First Practical Solar Cell
Solar electricity is simply energy produced by harnessing the sun. It comes in many forms including electricity production through panels, home heating through passive systems and mobile packets for powering devices like laptops and RVs to mention only a few platforms.
Historically, sunlight has been used by mankind to produce heat ever since we first built structures. Without electricity, mankind soon learned to orient structures to capture the heat of the sun during the day and store it in ceramic or mud materials much like a blacktop parking lot will radiate heat after the sun has gone down. Early Greek structures show a particular use of this solar strategy as do Egyptian structures.

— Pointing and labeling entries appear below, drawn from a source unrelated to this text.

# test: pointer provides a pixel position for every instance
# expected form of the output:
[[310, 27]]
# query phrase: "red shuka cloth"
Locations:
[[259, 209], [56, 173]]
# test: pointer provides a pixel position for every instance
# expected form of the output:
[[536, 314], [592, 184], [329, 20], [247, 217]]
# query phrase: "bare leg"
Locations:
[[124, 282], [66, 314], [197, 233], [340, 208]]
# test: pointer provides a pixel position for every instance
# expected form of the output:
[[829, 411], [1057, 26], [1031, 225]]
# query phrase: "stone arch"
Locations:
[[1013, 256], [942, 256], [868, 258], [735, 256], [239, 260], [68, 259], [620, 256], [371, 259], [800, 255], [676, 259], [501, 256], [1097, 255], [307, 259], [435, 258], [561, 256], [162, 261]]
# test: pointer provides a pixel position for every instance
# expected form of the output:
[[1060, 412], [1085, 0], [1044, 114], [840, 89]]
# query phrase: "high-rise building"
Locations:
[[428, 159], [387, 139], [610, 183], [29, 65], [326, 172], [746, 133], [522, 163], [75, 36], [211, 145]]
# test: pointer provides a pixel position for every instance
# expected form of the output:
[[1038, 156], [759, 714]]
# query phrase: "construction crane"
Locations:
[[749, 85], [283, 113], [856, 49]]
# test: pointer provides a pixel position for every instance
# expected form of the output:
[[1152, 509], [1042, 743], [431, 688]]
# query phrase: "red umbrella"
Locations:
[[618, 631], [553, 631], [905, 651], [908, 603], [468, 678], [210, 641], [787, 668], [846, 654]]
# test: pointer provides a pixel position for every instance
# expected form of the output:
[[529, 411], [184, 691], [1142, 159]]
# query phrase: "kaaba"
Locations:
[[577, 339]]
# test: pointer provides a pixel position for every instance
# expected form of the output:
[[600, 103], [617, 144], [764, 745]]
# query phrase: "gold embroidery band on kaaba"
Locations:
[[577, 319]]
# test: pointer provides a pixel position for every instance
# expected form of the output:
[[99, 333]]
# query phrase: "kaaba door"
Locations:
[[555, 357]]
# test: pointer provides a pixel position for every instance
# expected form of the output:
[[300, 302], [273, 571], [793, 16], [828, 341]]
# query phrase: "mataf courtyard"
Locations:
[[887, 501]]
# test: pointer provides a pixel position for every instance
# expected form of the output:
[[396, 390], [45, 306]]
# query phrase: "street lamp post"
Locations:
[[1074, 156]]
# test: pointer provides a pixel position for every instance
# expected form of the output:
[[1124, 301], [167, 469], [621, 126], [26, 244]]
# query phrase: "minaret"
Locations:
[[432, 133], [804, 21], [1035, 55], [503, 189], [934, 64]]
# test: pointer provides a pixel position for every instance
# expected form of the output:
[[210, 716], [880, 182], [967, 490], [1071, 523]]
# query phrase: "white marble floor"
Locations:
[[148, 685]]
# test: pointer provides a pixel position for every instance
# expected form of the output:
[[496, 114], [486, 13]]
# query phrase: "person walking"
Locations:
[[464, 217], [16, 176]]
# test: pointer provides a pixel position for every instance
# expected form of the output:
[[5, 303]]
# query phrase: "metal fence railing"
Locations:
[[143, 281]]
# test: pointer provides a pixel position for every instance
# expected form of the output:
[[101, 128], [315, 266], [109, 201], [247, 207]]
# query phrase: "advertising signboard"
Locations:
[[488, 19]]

The production of electricity using sunlight is a much more recent phenomena. In 1901, Nicolas Tesla was the first person to receive a patent related to solar electricity, but he called it radiant heating. He sought a patent for a machine to capture the radiant heat, but nothing much came of the invention.
In 1904, some unknown physicist named Albert Einstein published a paper on the potential electricity production from sunlight. In 1913, William Coblentz received the first patent for a solar cell, but he could never make it work. In 1916, Robert Millikan was the first to produce electricity with the cell. For the next forty years or so, nobody made much progress because the cells were highly inefficient at converting sunlight to energy.
In the 1950s, Bell Labs got involved with NASA. Bell was charged with coming up with a solar platform to power spacecraft once they were in orbit. The solar industry would never be the same.
Gerald L. Pearson, Daryl M. Chapin, and Calvin S. Fuller started researching different areas related to solar, but not active parts of the NASA project. By luck, they meet and exchanged ideas. While their individual projects were failures, their combined efforts produce a much more efficient cell using crystallized silicon to convert sunlight into electricity. The efficiency rate of the cells was roughly 6 percent, a marked improvement over previous technology. In 1958, NASA launched the Vanguard Spacecraft, which was powered by solar panels.
In the following years, solar technology grew in leaps and bounds. Solar panels today are roughly 15 percent efficient, but also much smaller than they use to be. More importantly, companies are abandoning the panel platform and coming out with amazing new products. The first are shingles that look exactly like regular roof shingles and perform as such. Nanotechnology is also offering amazing possibilities with quantum dots, which are essentially solar panels on the quantum level. Eventually, these dots will be incorporated in things such as paint. Yes, the paint on the walls of buildings and homes will eventually also produce all the electricity needed for the structures.
Man has used the power of the sun for heat for a very long time. Only now, however, are we starting to master the technology to turn it into large amounts of free electricity.